Warren Buffett has always had a sweet spot in his heart for newspapers. Until he didn’t. In recent years, Buffet – once a paper boy, now a newspaper owner — has been quite vocal about the prospects of the industry. For instance in 2009 during a Berkshire Hathaway gathering in Omaha he told investors that the newspaper industry had the possibility of “unending losses” and that Berkshire would not buy most newspapers in the U.S. at any price.
Buffett, who owns the Buffalo News and has deep ties with the Washington Post, just cut another string of attachment to the industry: After nearly 40 years, Buffett said he is leaving the board of the Washington Post Co.
As my colleague Ben Berkowtiz reported, Buffett has been dialing back on his board commitments, choosing to devote more time to Berkshire Hathaway.
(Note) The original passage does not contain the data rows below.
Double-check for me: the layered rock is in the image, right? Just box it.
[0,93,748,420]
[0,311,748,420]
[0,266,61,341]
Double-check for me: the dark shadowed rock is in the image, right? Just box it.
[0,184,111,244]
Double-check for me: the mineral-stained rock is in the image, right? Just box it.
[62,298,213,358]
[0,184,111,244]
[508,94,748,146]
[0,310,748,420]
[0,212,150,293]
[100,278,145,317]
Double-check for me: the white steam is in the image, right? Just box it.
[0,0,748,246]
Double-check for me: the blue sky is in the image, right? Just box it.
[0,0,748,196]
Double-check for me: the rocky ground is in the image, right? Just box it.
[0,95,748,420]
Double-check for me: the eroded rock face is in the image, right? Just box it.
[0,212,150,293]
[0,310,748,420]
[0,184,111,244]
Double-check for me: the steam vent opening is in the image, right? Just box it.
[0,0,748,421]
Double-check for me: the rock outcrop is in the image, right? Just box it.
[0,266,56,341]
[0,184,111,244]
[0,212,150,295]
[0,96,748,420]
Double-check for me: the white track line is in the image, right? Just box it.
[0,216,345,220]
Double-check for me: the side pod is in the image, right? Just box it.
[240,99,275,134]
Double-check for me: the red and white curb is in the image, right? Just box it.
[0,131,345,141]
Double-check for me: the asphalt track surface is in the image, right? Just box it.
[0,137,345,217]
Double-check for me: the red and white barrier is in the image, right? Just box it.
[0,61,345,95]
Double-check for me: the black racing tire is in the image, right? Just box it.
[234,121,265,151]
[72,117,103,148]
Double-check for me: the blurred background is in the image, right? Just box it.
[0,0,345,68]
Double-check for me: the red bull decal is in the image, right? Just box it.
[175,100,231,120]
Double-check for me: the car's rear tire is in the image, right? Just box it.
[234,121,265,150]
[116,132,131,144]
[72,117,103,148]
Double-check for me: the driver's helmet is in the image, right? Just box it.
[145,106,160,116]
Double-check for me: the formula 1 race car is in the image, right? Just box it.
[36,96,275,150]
Buffet’s departure comes at the heels of another high-profile board member Melina Gates, who left the Washington Post board in November. With the newspaper industry in decline — it has yet to enjoy the bounce-back in advertising enjoyed by other media like television — the Washington Post is suffering like its peers. Even worse, the company’s cash cow the Kaplan education division is in danger of getting hit by government rules that could impact the business.
While Buffett and Washington Post chief executive Donald Graham, whose family owns the Washington Post, said in a statement that Buffett will still be available to advise the education and media company, the lastest move has got to sting.